By upping the feed density for each kilo, you can provide more nutrients per mouthful. This can make a “lower value” haylage more productive than a higher value but “wet” silage.

What has haylage got to do with silage?

That’s a good question and perhaps I have got a bit sidetracked in trying to explore the dry matter of silage. For the record, I am still an advocate of silage over haylage (for most cases) but I am also very, very interested in the dry matter of the silage. The higher the dry matter the more “valuable” the silage is - probably. But that silage is also more difficult to look after and to control the losses once the clamp is opened.

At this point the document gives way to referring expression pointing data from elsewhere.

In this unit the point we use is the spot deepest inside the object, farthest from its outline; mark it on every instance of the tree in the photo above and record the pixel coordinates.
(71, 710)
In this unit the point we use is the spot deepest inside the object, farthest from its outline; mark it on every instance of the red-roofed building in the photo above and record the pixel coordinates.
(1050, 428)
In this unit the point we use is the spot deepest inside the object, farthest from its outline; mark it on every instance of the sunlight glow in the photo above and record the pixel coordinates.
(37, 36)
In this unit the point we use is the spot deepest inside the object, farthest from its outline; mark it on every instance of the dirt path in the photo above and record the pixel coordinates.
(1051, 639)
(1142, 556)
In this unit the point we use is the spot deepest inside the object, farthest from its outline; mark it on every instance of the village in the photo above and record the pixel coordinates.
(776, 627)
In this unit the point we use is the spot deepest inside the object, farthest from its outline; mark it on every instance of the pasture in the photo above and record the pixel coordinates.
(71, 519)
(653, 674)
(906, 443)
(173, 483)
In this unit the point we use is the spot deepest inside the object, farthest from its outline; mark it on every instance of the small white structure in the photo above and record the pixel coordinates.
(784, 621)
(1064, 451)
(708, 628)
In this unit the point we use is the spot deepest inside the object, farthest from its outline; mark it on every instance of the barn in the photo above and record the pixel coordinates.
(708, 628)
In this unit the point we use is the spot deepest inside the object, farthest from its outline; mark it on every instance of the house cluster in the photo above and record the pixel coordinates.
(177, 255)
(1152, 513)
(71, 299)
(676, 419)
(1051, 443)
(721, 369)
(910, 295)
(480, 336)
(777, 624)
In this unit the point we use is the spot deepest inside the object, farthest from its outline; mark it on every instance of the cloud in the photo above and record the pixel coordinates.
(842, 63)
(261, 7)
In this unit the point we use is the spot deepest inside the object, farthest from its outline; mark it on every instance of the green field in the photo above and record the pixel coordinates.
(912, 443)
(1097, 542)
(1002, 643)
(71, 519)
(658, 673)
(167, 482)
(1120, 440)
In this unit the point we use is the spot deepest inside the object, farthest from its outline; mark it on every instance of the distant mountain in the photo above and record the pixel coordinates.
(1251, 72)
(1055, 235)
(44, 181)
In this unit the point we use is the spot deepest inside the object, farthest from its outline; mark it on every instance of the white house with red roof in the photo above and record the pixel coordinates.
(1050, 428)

It would probably be fair to say that higher dry matter silage has the potential to provide the maximum forage feed value - to get close to that 92% figure noted above. It’s also absolutely true to say that high dry matter silage needs to be managed correctly. It would also be reasonable to assume that if you’re reading this stuff, you’re probably (at the very least) interested enough to make the most of that potential.